Wendy mused. "Mmmh, if you really want to play it safe, you shouldn't wear a dress at all."
"Uh... pant suit," Wendy quickly corrected herself, embarrased. "...that's what I meant, classic... black... uh, pant suit."
Sara nodded. Classic was definitely Catherine's style, whether in a suit or a dress. "Wendy's got a point there, Cath."
"I'll think about it." Catherine nooded, looking from one woman to the other. "Well, now that that's settled... can we go back to work?"
"Yeah. I still need to get into the morgue. I think Doc Robbins is looking forward to dancing with Captain Curtis."

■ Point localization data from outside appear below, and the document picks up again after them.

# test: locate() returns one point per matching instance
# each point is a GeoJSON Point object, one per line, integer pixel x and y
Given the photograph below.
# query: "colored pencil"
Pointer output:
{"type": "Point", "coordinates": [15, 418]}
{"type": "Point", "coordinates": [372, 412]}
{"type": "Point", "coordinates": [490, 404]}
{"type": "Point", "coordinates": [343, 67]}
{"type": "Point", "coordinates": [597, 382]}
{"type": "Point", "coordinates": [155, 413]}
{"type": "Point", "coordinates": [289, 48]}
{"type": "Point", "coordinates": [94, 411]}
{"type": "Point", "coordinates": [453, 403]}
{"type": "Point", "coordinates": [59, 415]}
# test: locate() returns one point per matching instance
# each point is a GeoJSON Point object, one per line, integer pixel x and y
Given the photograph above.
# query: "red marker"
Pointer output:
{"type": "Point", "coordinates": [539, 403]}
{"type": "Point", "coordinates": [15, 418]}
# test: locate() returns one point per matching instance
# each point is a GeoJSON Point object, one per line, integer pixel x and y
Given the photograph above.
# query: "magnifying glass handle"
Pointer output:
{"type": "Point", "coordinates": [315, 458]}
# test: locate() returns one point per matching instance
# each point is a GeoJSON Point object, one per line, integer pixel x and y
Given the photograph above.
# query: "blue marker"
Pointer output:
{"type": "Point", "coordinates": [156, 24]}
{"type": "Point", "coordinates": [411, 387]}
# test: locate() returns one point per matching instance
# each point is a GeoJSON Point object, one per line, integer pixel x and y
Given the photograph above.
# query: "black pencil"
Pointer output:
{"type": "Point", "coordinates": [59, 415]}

With that Sara left the two women alone and went down to the morgue, handing over the invitations and getting back to work. Just another hour and she could call it a night. Tomorrow evening she had a ball to get ready for. The first real date with Sofia Curtis, whom she was supposed to pick up at eight thirty. Sara smiled to herself. In spite of everything, she was looking forward to it.
The ballroom at the Bally's was elobaretely decorated, a band was playing and even though it was still early, several couples were crowding the dance floor already. Some of the older police officers had come in dress uniform, most had borrowed a tux somewhere or gotten out their old dinner jackets. Even though law enforcement was still mainly a patriarchal society, several ladies were present as well, few as dates, most because they worked in the field too.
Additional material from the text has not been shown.